Art. 14. O fornecedor de serviços responde, independentemente da existência de culpa, pela reparação dos danos causados aos consumidores por defeitos relativos à prestação dos serviços, bem como por informações insuficientes ou inadequadas sobre a fruição dos riscos.

(...)

§ 3º. O fornecedor de serviços só não será responsabilizado quando provar:

I – que, tendo prestado o serviço, o defeito inexiste;

II – a culpa exclusiva do consumidor ou de terceiro.”


Em se tratando de empréstimo consignado, a Súmula nº 18 do TJPI disciplina:


A ausência de comprovação pela instituição financeira da transferência do valor do contrato para a conta bancária do consumidor/mutuário, garantidos o contraditório e a ampla defesa, ensejará a declaração de nulidade da avença.

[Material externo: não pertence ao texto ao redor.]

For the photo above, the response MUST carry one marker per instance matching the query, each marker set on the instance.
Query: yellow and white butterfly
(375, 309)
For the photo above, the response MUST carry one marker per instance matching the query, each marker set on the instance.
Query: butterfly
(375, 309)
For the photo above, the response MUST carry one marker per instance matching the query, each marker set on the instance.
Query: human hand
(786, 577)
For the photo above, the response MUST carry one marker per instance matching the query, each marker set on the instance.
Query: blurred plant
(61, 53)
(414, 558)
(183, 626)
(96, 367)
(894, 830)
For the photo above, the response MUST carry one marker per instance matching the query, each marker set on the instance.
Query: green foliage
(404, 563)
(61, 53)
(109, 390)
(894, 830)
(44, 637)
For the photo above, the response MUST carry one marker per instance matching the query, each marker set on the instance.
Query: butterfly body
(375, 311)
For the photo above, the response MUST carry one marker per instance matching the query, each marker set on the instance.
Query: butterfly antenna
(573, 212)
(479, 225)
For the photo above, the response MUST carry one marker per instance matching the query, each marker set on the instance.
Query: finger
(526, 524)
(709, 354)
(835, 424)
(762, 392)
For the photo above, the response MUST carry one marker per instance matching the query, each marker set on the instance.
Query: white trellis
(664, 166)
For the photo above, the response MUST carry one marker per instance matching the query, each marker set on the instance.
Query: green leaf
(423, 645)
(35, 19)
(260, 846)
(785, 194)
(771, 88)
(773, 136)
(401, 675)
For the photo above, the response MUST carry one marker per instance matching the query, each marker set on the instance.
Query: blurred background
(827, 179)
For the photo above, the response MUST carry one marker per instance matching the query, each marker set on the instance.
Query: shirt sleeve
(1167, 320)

No caso em análise, a parte demandada comprovou a formalização do contrato, assim como a disponibilização em favor da parte autora, dos valores objetos destes, conforme documentos juntados nos eventos nº 11 e 35.

Assim, constato a inexistência de conduta ilícita do Banco Recorrido, pois o contrato foi cumprido integralmente, e nos termos acordados com o autor.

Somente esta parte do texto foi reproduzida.